Well, no, actually. As the old saying goes, the definition of a racist is anybody who’s winning an argument with a liberal…one who is, after all, used to setting all the guidelines for what passes for national debate, is insulated from the effects of his opinions, and doesn’t much care for being challenged.[How my neighbourhood was lost to the multiculture, By Peter Whittle, Sunday Times, January 22]

In fact, this saying is only eleven years old, it’s from Alien Nation, 1995. And here’s the full quote, from page 10:

“Because the term “racist” is now so debased, I usually shrug such smears off by pointing to its new definition: anyone who is winning an argument with a liberal.Or, too often, a libertarian. And, on the immigration issue, even some confused conservatives.”

Sensenbrenner speaks. The GOP should listen

In the aftermath of the subjectively crushing defeat at the Republican National Committee meeting last Friday of Randy Pullen’s Immigration restriction resolution, one can only salute Rep. James Sensenbrenner’s courage in giving a powerful and articulate interview to the Washington Times on Wednesday on Immigration restriction.

House Republican cites guest worker “amnesty” By Stephen Dinan
THE WASHINGTON TIMES January 25, 2006

Sensenbrenner says a number of correct things. But what he fails to say, and what is absolutely essential, is that birthright citizenship must be abolished. Without reform of this biziarre and fallacious misinterpretation of the 14th Amendment, any immigration policy which permits the entry of young and virile aliens will result in America becoming an “Alien Nation

Valuable Sensenbrenner observations (full reported text here):

Simpson-Mazzoli was based on the flawed premise that we would solve the illegal-alien problem by granting those presently in the country amnesty and not having an employer-sanctions program that would turn off the magnet for new illegals to come across the border.
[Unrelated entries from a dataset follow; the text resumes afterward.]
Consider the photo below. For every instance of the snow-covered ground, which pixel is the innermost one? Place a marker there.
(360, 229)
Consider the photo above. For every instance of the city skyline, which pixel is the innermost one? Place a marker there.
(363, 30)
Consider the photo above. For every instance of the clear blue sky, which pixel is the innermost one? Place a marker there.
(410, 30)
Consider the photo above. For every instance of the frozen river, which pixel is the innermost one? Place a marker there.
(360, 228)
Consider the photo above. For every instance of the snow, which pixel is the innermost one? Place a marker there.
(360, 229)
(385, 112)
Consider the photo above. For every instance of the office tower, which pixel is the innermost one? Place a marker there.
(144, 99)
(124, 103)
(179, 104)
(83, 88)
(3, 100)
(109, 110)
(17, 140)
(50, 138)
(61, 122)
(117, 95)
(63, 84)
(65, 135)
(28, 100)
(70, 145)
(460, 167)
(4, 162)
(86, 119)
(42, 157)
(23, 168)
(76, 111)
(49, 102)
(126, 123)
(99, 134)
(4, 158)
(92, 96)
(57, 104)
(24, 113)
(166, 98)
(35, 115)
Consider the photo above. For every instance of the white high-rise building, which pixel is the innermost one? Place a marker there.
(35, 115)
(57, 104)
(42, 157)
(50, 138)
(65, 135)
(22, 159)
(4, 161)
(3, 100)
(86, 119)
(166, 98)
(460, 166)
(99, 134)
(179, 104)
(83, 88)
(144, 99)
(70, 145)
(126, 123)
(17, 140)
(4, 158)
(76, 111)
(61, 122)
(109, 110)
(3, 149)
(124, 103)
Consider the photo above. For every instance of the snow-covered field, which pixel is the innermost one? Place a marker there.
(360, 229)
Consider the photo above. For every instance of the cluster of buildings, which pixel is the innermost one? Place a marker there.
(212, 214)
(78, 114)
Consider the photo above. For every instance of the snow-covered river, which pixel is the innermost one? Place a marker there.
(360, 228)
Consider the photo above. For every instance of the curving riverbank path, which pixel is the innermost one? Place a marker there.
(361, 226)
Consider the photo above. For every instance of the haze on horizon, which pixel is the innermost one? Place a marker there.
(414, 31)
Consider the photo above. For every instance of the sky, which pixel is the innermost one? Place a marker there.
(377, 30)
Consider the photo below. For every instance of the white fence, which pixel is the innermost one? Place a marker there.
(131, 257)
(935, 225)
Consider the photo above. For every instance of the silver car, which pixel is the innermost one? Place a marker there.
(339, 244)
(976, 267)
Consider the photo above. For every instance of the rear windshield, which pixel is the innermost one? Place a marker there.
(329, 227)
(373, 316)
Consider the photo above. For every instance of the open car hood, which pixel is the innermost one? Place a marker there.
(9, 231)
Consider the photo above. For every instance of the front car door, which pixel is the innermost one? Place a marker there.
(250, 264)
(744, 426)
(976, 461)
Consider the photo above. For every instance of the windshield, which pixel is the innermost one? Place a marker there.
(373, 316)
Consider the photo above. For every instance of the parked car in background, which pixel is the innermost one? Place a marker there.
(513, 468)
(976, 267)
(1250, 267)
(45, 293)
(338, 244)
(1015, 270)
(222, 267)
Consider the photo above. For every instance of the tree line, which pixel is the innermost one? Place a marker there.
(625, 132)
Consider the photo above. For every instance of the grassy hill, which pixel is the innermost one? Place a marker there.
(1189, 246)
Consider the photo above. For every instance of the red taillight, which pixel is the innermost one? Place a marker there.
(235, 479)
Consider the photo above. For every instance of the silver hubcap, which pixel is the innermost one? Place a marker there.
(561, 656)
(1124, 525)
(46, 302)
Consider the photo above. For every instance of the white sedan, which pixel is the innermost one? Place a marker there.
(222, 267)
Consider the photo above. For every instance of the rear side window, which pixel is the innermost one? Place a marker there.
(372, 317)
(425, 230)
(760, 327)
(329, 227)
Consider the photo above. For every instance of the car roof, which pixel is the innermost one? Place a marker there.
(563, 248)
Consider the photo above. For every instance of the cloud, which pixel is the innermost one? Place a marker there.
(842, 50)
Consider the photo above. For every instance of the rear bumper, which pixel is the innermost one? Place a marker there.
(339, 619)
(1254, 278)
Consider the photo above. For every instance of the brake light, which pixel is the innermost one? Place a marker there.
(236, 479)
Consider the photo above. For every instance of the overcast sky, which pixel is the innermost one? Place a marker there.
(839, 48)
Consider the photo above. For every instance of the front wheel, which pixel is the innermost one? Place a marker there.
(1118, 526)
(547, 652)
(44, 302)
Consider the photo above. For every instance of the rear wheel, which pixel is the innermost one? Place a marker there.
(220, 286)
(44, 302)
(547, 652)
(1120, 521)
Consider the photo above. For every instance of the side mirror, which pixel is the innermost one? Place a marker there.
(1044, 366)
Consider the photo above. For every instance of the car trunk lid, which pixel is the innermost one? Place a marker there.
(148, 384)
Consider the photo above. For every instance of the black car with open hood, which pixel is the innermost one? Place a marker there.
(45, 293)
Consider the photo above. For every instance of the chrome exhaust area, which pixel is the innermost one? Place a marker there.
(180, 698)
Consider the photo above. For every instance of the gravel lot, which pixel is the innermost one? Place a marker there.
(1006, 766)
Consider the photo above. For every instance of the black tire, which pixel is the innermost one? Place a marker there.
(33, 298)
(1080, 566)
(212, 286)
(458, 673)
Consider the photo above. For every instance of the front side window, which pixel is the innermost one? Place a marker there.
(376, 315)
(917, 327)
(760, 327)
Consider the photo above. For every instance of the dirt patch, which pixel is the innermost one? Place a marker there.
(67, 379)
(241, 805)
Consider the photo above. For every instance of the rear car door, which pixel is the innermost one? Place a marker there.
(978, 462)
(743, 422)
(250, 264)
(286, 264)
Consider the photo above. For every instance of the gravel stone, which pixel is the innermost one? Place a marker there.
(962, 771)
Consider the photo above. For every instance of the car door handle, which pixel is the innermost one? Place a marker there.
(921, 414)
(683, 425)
And it didn’t work because employer sanctions were not enforced.

I am very disturbed that the U.S. Chamber of Commerce invited Mexican Foreign Minister [Luis Ernesto] Derbez to Chicago to attack my legislation and to attack me by name…They should be ashamed of themselves

The following is really impressive because it suggests the Congressman actually understands economics:

…if you look at the percentage increase in the presence of illegal aliens from 2003 to 2004, the two top states are Iowa and Wisconsin, about as far away from the southern border as you can find…they concentrate in certain types of jobs that are low-skilled jobs and are labor-intensive jobs, which means, as I repeat, the people that are doing it the wrong way and getting such a terrific economic advantage in lowering their labor costs, that they either put out of business the people who are doing it the legal way or they drag down the wages of the U.S. citizens and green-card holders who are employed by the they drag down the wages of the U.S. citizens and green-card holders who are employed by them…

In other words, he blames the employers of illegals. Hot stuff, for a Republican.

And the conclusion:

Amnesty is not negotiable. The American public will not stand for amnesty, and amnesty didn’t work in Simpson-Mazzoli, and it’s not going to work here.

Sensenbrenner deserves to be encouraged.